断じて行えば鬼神も之を避く

断固たる決意をもって行動すれば、鬼神でさえその勢いに押されて、道をよけるという意味。
秦の始皇帝の死後、悪臣の趙高が太子の胡亥をそそのかして、公子の扶蘇を殺して帝位に就くことを強要したときの言葉。『史記・李斯伝』に「狐疑猶予すれば後に必ず悔い有り。断じて敢行すれば、鬼神も之を避け、後に成功あり。(疑いためらってぐずぐずしていると、必ず後悔する。決断して行えば鬼神もそれを避けて、事は成功する。)」という記述がある。

 明日、21日の首相指名選挙で高市総理大臣が選出されることになるだろう。

 大阪市に住む私が、考えることです。2008年に橋下徹氏が大阪府知事に就任し、さらに2011年の府知事と大阪市長のダブル選挙の後、橋下徹氏が大阪市長になり府と市が連携して改革に取り組んできました。それまでは、自民党政権で大阪府と大阪市が労組や地域のボスの言いなりになったり、張り合って不用なハコモノ施設に過大な投資を続けたり、不適切な財務処理を行っていてこれらが複合的に絡み合い、夕張市の様に財政再建団体に転落しかけていました。このために、大阪維新の会は特に人員数の見直しに、府は財政再建に注力しました。さらに、これまで誰も手を出しかねていたいわゆる“えせ同和”の問題、第三セクターの不良債権処理などにも取り組んでくれました。

 改革の基本線はシンプルでした。府と市はまず自らの行政改革として議員数の削減を断行しました。一方で当初から「削るだけではなくて投資が必要」と考えていましたから、改革でひねり出した資金と人員を使い、遅れていたインフラ整備に着手してくれました。

 今回も維新は「議員定数削減」などの “身を切る改革” を連立の絶対条件とし、それが実現できなければ政治改革は不可能だと主張しています。日本維新の会が掲げる「身を切る改革」は、単なる財政削減ではなく、政治家自身が既得権にメスを入れることで政治への信頼を回復する象徴的な行為と位置づけられています。

  何も仕事をしていなかった衆議院・参議院の代議士は戦々恐々として反論しています。また後付けで威張っている評論家は、「時間的に無理」「他党との協議が必要」で維新が提示した12項目などできないと足を引っ張ることにまず力を注いでいます。

 今回のの連立対応は、高市総裁が自民党内の抵抗を覚悟した上での、断じて行えば鬼神も之を避く決断であり、従来の自民党にはなかった動きです。なぜこの決断が本気と言えるのかと言うと自民党が嫌がる体質変革に直結するテーマだからです。

 1. 議員定数削減は、選挙制度や党内権力構造に直結するため、最も抵抗が強い分野であり、それを受け入れるということは、単なる連立のための妥協ではなく、自民党を変える覚悟の表われと見られます。

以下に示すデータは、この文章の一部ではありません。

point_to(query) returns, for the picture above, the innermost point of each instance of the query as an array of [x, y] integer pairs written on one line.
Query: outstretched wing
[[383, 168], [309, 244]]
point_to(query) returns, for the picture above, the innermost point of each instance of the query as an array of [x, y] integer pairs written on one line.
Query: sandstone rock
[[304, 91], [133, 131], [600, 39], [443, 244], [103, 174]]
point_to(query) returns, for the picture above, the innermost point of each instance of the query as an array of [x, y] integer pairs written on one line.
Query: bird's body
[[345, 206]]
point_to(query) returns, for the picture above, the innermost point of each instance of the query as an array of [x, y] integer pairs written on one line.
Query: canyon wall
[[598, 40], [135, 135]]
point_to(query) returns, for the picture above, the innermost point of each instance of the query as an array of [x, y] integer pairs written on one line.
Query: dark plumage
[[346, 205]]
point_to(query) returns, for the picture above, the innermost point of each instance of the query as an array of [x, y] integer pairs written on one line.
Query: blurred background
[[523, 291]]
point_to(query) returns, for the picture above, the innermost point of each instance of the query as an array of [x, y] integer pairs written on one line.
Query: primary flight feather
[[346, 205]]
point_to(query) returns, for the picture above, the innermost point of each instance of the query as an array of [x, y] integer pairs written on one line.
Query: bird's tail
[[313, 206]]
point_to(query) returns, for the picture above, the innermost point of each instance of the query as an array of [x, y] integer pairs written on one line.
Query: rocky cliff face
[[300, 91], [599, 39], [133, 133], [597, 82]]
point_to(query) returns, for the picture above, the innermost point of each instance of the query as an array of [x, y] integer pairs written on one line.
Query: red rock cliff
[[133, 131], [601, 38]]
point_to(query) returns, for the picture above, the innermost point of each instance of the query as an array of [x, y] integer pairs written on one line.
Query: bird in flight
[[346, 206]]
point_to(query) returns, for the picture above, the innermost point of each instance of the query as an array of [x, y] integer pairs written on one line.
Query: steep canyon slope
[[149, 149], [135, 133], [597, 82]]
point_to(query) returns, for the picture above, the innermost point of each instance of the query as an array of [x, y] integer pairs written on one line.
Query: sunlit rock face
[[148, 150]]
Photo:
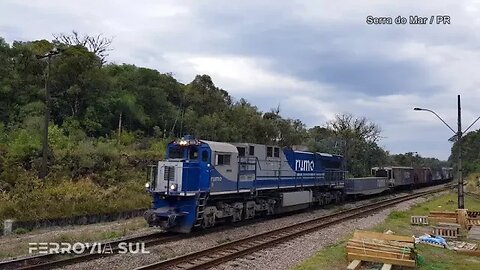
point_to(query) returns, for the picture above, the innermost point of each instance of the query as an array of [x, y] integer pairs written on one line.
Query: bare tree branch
[[99, 44]]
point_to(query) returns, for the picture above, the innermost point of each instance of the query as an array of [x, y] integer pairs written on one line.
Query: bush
[[43, 200]]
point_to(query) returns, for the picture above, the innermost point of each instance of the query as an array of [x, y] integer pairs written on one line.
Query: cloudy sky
[[314, 58]]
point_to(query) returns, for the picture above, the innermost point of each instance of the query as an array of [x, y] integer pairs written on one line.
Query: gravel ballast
[[283, 256]]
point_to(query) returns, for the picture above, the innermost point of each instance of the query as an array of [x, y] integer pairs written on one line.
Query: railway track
[[226, 252], [52, 260]]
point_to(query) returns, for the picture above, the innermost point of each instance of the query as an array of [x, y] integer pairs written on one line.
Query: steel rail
[[226, 252]]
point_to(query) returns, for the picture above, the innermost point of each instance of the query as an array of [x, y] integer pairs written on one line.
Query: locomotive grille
[[169, 174]]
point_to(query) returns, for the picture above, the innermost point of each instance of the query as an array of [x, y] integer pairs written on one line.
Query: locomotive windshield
[[179, 152]]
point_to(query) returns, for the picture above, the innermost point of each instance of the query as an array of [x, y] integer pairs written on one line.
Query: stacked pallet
[[381, 248]]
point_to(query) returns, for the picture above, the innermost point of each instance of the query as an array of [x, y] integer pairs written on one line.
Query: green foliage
[[24, 145], [470, 152], [107, 122], [20, 231]]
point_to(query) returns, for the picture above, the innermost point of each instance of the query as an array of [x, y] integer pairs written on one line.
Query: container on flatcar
[[366, 185], [397, 176]]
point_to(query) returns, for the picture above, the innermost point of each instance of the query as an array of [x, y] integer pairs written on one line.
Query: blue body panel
[[200, 177]]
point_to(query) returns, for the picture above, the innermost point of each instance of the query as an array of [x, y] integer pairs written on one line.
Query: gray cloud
[[314, 58]]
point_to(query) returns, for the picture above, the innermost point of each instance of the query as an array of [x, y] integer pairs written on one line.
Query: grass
[[430, 258]]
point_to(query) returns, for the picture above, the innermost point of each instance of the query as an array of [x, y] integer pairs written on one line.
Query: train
[[202, 183]]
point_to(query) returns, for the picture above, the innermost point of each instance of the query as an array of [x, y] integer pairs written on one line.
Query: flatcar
[[203, 182]]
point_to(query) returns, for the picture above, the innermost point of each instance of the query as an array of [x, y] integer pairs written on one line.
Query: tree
[[97, 44], [470, 152], [352, 132]]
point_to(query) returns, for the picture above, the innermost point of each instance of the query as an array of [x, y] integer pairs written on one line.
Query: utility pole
[[461, 201], [458, 135], [48, 56]]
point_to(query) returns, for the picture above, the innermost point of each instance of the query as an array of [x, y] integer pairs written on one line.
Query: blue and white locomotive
[[202, 183]]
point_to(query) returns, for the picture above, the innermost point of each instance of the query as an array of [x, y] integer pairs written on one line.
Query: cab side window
[[269, 151], [223, 159], [205, 156], [276, 152]]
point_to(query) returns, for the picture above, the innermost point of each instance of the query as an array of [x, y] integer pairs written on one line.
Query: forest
[[109, 121]]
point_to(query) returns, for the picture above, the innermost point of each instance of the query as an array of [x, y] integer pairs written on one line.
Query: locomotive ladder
[[201, 202]]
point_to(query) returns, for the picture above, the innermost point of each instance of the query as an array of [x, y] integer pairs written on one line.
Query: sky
[[314, 59]]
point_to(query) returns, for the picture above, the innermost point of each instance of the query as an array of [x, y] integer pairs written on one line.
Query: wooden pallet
[[446, 232], [356, 264], [381, 248]]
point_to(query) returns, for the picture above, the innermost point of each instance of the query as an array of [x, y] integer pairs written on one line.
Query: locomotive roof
[[221, 147]]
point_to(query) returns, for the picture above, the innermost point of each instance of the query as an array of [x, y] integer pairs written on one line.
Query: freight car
[[203, 182], [366, 185], [397, 176]]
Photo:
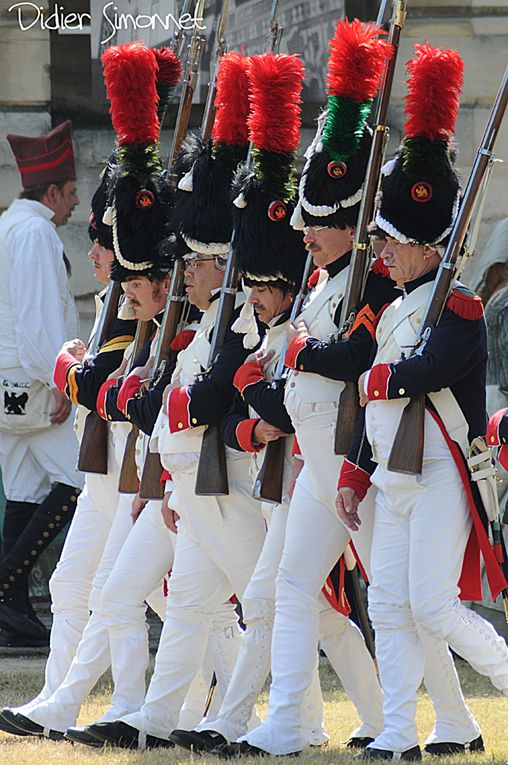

 2. 次に高市総裁自身の政治的リスクがあっても受け入れようという姿勢です。まず考えられるのは、総裁として党内の反発を受ける可能性は非常に高く、今後の政権運営に支障をきたすリスクがあります。   それでも改革を優先する姿勢は、維新側からも日本を良くしようと「本気でぶつかっている」と評価されているものです。
 
 バブル崩壊の1991年以後、34年が経ちます。 その間、単なる政策の遅れではなく、「決断しないことが政治の安定」として、いたずらに口先だけ良いことを言って、のらりくらりとしてきた官僚主導と族議員の抵抗に なたを振るってもらいたいものです。